Bhaskara I was the first mathematician to define the sine function as the ratio of the length of the opposite side to the length of the hypotenuse in a right triangle.

Bhaskara I's formula for the sine of an angle is $$sin(x) = rac{opposite}{hypotenuse}$$, where x is the angle and opposite and hypotenuse are the lengths of the opposite and hypotenuse sides of the right triangle, respectively.

Bhaskara I's formula for the cosine of an angle is $$cos(x) = rac{adjacent}{hypotenuse}$$, where x is the angle and adjacent and hypotenuse are the lengths of the adjacent and hypotenuse sides of the right triangle, respectively.

Bhaskara I's work on trigonometry was heavily influenced by the work of Aryabhata, another Indian mathematician and astronomer who lived in the 5th century.

Bhaskara I's contributions to trigonometry were later transmitted to the West through the works of Al-Khwarizmi, a Persian mathematician and astronomer who lived in the 9th century.

Bhaskara I's work on trigonometry had a profound impact on the development of astronomy, navigation, and surveying.

Bhaskara I's contributions to trigonometry are still used today in a variety of fields, including engineering, architecture, and computer graphics.

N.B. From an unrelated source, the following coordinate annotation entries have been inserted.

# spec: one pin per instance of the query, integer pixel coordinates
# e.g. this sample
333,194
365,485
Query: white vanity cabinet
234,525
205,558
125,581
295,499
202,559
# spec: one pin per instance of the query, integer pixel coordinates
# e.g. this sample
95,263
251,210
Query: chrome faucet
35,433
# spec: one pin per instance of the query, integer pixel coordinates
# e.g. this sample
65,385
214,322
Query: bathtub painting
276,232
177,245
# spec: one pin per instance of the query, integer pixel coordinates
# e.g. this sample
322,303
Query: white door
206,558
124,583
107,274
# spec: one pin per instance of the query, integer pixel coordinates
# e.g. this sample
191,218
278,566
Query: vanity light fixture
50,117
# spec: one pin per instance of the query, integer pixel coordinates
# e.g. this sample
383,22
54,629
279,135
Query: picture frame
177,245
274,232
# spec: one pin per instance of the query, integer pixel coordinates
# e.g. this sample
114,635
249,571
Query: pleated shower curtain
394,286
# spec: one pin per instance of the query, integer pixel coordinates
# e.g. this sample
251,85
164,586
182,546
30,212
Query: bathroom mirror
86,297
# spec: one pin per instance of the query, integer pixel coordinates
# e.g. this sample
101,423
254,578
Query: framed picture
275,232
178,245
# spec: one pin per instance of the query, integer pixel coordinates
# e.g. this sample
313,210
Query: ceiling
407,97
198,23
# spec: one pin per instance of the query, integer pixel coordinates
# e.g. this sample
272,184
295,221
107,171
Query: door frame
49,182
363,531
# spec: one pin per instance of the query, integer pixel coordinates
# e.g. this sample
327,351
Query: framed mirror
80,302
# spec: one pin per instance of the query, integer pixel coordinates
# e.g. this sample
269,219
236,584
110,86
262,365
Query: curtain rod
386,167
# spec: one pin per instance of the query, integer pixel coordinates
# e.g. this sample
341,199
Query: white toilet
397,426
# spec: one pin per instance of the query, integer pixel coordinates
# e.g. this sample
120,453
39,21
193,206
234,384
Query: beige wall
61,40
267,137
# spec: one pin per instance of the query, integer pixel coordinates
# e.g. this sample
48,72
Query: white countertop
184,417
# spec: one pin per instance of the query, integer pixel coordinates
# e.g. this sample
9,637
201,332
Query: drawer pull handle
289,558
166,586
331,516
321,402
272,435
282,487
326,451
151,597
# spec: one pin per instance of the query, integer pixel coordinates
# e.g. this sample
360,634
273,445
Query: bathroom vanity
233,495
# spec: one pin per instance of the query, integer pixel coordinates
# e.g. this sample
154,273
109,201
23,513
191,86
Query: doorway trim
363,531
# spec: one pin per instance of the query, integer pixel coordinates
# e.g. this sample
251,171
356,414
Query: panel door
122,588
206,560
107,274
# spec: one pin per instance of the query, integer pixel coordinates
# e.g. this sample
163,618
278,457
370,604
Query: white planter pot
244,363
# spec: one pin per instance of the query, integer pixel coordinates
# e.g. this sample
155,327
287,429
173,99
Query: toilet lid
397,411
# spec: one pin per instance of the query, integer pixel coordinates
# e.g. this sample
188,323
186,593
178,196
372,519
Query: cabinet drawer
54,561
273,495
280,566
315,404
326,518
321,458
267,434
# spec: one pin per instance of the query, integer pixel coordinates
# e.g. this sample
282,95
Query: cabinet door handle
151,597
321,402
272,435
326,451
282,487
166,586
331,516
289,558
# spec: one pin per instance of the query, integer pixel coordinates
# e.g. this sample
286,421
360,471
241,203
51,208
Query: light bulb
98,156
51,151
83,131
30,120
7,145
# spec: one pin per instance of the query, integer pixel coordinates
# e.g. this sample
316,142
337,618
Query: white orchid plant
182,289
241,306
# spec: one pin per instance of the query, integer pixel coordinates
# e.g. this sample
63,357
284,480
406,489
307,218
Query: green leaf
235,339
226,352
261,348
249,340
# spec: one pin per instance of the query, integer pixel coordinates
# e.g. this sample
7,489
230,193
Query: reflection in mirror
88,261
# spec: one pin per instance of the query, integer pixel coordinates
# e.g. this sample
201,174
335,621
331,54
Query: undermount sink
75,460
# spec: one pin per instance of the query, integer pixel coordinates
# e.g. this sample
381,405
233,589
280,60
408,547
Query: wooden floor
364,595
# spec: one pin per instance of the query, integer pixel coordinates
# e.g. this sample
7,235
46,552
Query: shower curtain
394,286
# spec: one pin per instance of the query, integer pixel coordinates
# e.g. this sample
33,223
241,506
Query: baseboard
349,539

Bhaskara I's work on trigonometry is a testament to his mathematical genius, innovative thinking, and dedication to scholarship.

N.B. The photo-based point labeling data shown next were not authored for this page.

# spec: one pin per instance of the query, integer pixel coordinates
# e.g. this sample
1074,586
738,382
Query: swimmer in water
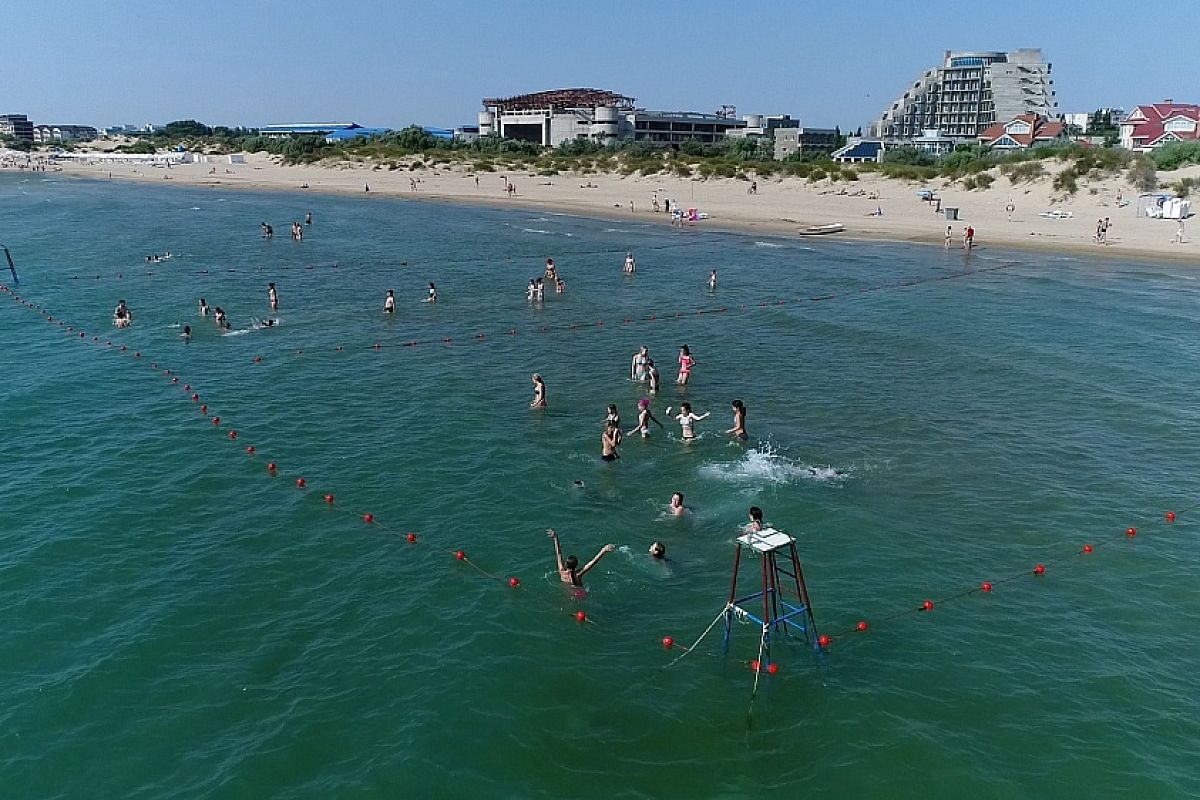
652,377
609,441
645,416
685,364
539,392
569,569
739,421
637,370
688,420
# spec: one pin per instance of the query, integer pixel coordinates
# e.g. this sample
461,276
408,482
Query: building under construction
551,118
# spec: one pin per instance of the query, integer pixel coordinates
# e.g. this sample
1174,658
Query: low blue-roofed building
357,132
857,152
305,128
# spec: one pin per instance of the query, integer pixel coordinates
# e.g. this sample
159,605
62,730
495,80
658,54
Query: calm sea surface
177,623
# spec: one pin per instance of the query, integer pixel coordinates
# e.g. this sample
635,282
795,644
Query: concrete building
49,133
551,118
791,140
17,126
1158,124
859,151
969,92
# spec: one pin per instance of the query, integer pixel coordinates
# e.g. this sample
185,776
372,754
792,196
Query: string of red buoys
1038,571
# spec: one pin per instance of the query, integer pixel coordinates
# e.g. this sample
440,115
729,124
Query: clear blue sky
390,64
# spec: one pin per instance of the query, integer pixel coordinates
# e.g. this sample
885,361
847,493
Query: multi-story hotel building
969,92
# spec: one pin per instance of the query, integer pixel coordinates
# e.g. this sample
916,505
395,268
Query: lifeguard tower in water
780,602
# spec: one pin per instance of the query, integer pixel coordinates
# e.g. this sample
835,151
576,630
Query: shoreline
783,206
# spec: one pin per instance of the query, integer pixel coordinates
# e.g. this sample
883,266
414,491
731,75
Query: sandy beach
781,206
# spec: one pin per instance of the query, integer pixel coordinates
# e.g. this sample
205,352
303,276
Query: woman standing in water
688,420
739,421
637,366
539,392
652,377
685,364
609,441
645,417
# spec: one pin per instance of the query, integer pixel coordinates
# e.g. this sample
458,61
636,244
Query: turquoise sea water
179,623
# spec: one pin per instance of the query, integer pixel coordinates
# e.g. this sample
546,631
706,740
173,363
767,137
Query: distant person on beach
645,416
652,377
739,421
539,392
637,368
610,439
685,364
688,420
569,569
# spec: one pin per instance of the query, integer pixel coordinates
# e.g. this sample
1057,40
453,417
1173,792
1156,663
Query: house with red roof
1158,124
1023,131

Bhaskara I's contributions to trigonometry have had a lasting impact on the development of mathematics, science, and technology.

Bhaskara I is considered to be one of the greatest mathematicians of the ancient world.

Bhaskara I's work on trigonometry is a valuable part of our mathematical, scientific, and cultural heritage.

Bhaskara I's contributions to trigonometry continue to inspire mathematicians, scientists, and engineers.

Bhaskara I's work on trigonometry is a testament to the power of human intellect, the importance of collaboration, and the value of education.

Bhaskara I's contributions to trigonometry are a source of pride, inspiration, and gratitude.

Bhaskara I's work on trigonometry is a reminder of the importance of preserving our cultural heritage, the need to promote scientific research, and the value of interdisciplinary collaboration.